Ostrowczanki były słabsze od rywalek w każdym elemencie siatkarskiego abecadła.
– Jednym pozytywem jest nasz atak z szóstej strefy. Zespoły już wiedzą, że ten element to znak firmowy KSZO. Energetyk to „górna półka’ naszej ligi. Oni nie ukrywają, że w tym sezonie chcą awansować do ekstraklasy. Drużyna bardzo techniczna, świetnie grająca w ataku i doświadczona – podsumował trener „pomarańczowo-czarnych” Łukasz Marciniak.

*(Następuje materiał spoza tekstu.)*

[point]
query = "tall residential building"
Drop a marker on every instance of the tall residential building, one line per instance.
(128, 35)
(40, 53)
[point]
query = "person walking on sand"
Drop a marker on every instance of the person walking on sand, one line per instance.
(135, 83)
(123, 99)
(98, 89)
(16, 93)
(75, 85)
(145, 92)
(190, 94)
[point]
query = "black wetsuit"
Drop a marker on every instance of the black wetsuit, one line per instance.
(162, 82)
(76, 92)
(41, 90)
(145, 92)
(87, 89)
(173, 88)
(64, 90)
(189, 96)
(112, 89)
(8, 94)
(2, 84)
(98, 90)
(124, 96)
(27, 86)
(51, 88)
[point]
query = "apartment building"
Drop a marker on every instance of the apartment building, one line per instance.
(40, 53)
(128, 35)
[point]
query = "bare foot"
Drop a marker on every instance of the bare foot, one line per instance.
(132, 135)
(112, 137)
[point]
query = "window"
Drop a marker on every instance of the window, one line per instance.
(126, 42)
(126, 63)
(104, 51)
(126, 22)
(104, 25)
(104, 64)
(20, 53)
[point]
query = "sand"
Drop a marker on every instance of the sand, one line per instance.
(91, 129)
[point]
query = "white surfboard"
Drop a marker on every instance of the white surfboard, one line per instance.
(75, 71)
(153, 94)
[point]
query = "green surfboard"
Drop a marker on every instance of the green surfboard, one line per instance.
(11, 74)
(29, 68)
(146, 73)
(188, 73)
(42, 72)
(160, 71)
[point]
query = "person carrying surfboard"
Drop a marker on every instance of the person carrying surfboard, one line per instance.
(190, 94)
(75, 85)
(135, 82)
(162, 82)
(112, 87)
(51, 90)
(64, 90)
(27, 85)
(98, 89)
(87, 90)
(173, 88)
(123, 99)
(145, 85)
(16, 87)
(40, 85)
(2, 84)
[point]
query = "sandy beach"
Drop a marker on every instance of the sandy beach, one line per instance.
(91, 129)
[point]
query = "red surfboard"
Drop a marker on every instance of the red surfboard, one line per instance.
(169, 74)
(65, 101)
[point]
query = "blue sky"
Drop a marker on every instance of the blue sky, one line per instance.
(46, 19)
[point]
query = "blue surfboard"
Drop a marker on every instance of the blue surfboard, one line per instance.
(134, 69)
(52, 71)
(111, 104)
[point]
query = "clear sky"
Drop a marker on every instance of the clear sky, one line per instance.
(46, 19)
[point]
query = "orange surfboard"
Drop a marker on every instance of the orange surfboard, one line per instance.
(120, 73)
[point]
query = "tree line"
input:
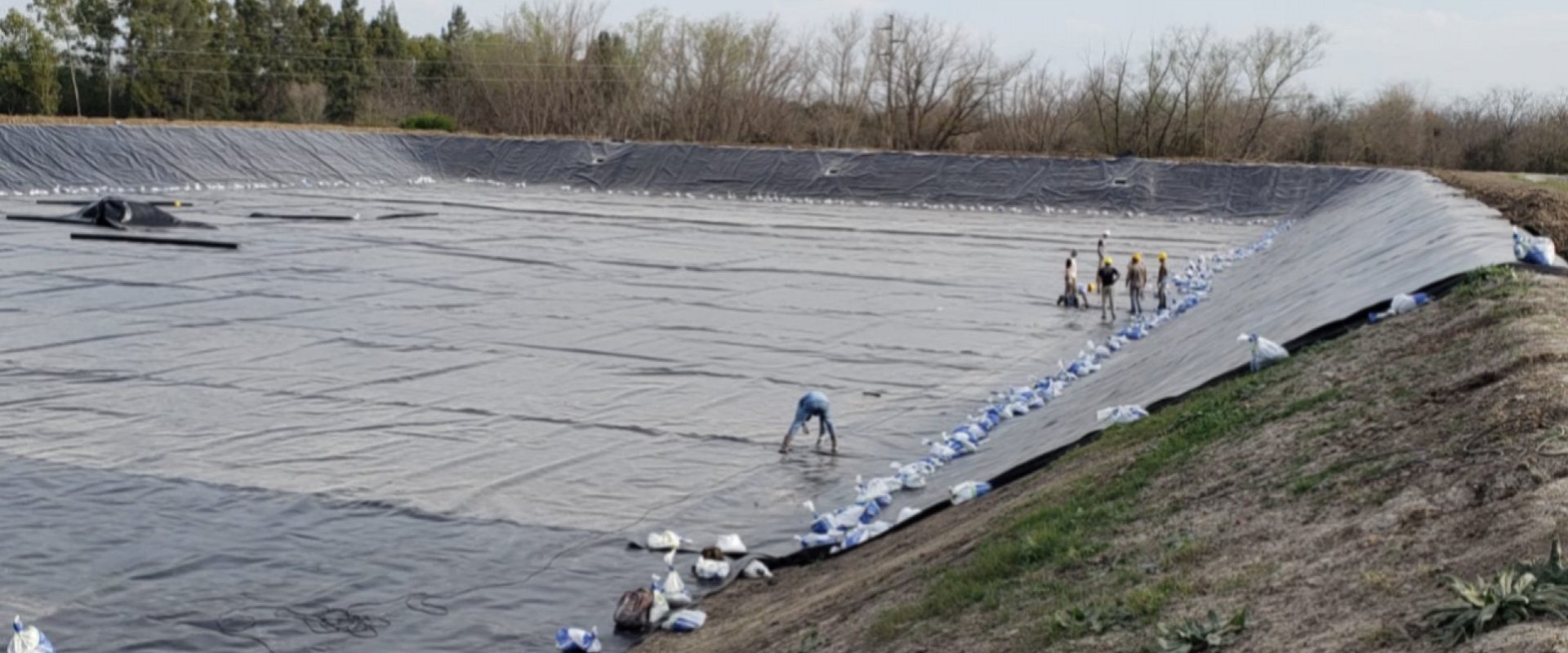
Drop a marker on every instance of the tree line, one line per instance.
(898, 82)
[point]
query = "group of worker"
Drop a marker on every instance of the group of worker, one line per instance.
(816, 404)
(1106, 279)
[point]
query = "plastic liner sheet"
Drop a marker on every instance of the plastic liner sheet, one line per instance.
(439, 433)
(82, 157)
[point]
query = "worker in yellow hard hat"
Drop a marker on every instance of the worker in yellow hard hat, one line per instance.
(1137, 278)
(1159, 284)
(1107, 281)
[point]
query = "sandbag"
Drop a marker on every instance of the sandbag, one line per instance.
(969, 491)
(27, 639)
(673, 588)
(1534, 249)
(1399, 306)
(634, 611)
(817, 539)
(1266, 351)
(664, 540)
(577, 641)
(756, 569)
(710, 571)
(686, 620)
(1121, 414)
(731, 545)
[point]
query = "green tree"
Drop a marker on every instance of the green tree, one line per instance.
(315, 24)
(98, 30)
(457, 29)
(388, 39)
(220, 57)
(350, 76)
(56, 19)
(27, 68)
(167, 46)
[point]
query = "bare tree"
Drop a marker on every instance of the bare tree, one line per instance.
(1272, 58)
(841, 78)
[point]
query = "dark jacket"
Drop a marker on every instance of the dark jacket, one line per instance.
(1137, 276)
(1109, 276)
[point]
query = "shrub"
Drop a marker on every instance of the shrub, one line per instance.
(1510, 598)
(1200, 634)
(429, 121)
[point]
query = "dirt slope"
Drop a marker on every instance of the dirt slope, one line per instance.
(1329, 497)
(1540, 207)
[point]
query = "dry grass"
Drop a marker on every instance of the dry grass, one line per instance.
(1540, 207)
(1329, 497)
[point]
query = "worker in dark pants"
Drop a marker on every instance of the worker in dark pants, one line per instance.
(1159, 287)
(1137, 278)
(811, 406)
(1107, 282)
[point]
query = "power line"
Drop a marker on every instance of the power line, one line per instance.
(546, 64)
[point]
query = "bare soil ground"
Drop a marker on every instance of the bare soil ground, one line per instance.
(1540, 207)
(1358, 477)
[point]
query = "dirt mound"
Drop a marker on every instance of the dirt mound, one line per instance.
(1329, 497)
(1540, 207)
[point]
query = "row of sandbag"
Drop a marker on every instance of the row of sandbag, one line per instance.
(862, 518)
(666, 602)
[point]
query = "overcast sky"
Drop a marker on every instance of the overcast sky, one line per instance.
(1443, 46)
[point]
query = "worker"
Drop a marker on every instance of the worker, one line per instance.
(1107, 281)
(809, 406)
(1159, 287)
(1137, 276)
(1071, 278)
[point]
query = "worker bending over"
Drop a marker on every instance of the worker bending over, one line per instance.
(809, 406)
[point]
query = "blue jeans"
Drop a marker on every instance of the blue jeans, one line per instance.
(813, 404)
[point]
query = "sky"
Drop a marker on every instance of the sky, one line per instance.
(1443, 47)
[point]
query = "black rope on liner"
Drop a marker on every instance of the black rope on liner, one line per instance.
(157, 240)
(57, 220)
(303, 216)
(88, 202)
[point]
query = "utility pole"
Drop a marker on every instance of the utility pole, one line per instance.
(888, 56)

– Niestety, nie mamy się z czego cieszyć. Ciężko mi tak „na gorąco” powiedzieć co dziś zawiodło. Mam nadzieję, że w następnym meczu podniesiemy głowy do góry. Ten tydzień przepracujemy na 110 procent i wierzę, że efekty się pojawią – powiedziała ze łzami w oczach środkowa bloku KSZO Nikola Abramajtys.
Za tydzień ostrowczanki znów czeka bardzo trudny mecz. Rywalem na wyjeździe będzie lider tabeli 7R Solna Wieliczka.